Part 3: Getting organized

Now that we’ve recommend a set of tools (R+RStudio+Git+Github), we will show how these tools get put together into a powerful and adaptive workflow with an example data project. We want to get started with an early, because this gives us an opportunity to cover project organization–a topic that was rarely covered in statistical coursework.

Project setup–how you organize files and folders–will directly contribute to your ability to be productive. In the same way it’s hard to get things done in a messy office, it will be hard to do data science if you can’t find your files.


One “typical” scenario

You read something on the internet, got curious, and decided you wanted to dig a little deeper.

The scenario above is one of many possible circumstances where this workflow is invaluable, but it isn’t an uncommon one. In fact, some of the most interesting data projects are born of basic curiosity.

Let’s assume we read something about the first round of the 2019 Democratic Presidential Debates, and now we want to investigate how each candidate performed.

We say “typical” with some caution here, because we’ve found an endless number of opportunities to use this workflow. For example:

  • You’ve been asked to solve a problem or answer a question using data you don’t currently posses, but know they exist in an Application programming interface or API.

  • There are data in a relational database management system or RDBMS, but these data need to be retrieved, restructured, and presented in a way that allows for visualizations and models

  • You need to combine data from multiple sources (APIs, web-scraping, or a RDBMS) and different formats (JSON, SQL, Excel, etc.) into a model or dashboard

These are all situations where the R+RStudio+Git+Github workflow will come in handy as a “one-stop-shop”, because the common threads between all of these situations are they 1) have data files and 2) require something to be built.

Our example data sources

To demonstrate how powerful R/RStudio can be, we are going to combine data from four different sources:

  1. The gtrendsR package for R gives us access to Google search terms and trends. We’re going to use this to import data on Google searches for the candidates before and after the night of the debates.

  2. rtweet package in R can be used to download Twitter data, but takes a little bit to get set up. Fortunately, we’ve written a tutorial here and the package has excellent documentation (see here and here).

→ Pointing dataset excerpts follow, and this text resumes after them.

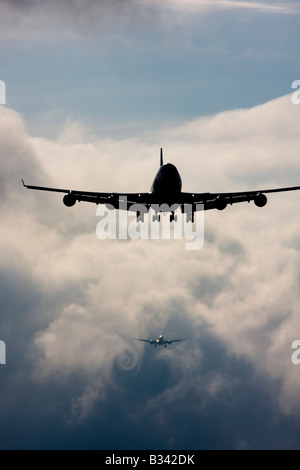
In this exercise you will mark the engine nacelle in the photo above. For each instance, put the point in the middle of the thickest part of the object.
(221, 204)
(260, 200)
(69, 200)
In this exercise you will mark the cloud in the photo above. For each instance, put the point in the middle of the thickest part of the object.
(83, 18)
(71, 303)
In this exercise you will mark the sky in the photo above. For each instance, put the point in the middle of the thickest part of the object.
(93, 91)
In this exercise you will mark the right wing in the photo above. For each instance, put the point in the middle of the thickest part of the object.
(146, 340)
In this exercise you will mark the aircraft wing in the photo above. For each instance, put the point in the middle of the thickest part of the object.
(114, 199)
(175, 340)
(221, 200)
(141, 339)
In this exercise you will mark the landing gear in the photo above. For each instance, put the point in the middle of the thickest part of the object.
(173, 217)
(190, 217)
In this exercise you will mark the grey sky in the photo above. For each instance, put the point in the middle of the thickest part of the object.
(88, 107)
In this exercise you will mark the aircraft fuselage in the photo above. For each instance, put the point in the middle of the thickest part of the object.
(167, 184)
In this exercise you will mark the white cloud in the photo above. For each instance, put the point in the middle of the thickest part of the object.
(243, 283)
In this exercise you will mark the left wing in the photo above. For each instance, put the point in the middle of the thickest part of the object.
(115, 199)
(175, 340)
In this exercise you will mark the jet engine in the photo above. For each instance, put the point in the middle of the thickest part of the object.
(221, 204)
(69, 200)
(260, 200)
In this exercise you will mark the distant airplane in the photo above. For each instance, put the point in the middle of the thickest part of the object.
(160, 341)
(165, 191)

  3. There are data from voters on how they felt about each candidate going into the debates stored in a Google Sheet here that we’ve accessed using the googlesheets package in R (you will need to copy this sheet into your Google drive to get this data set). Another option is to use the datapasta package and copy + paste these data into R.

  4. There is a Wikipedia page dedicated to the debates. We will be extracting the tables with airtime for candidate using the xml2 and rvest packages.

Some background

The data journalism site fivethirtyeight published an article looking at which candidates had high favorability going into the first night of the debates. These data were originally published in a table, but now they are in the graph below.

As you can see from the figure, some people changed their minds about who they might potentially vote for in the debates. We are going to use freely accessible data from the internet to explore if this is a pattern that emerges in other areas (like Google searches and Twitter), and to see if there is any relationship to airtime.


Get started with Github & RStudio.Cloud

In this example, we will be using an RStudio.Cloud environment to perform the analyses. All of these steps can be accomplished using the RStudio IDE on your local desktop, too.

Head over to Github and sign up for a free account. After you’ve completed the necessary forms (remember you only need a free account!), you should see a page with a message telling you “You don’t have any public repositories yet”.

Github profile overview

Github profile overview

We will eventually create our own repository, but for now let’s head over to RStudio.Cloud and use our Github account to sign into RStudio.Cloud. After we’re all signed in, we will see the screen below:

RStudio.Cloud environment

RStudio.Cloud environment

The various resources, projects, and work spaces are outlined in the image above. We are going to download a repository from Github and open it in RStudio.Cloud.

Download a repository

Most Github repositories are free for you to download and use, and you can do this by clicking on the green Clone or download button and click Download ZIP.

After you’ve picked a spot to put your project, download the zipped Github folder.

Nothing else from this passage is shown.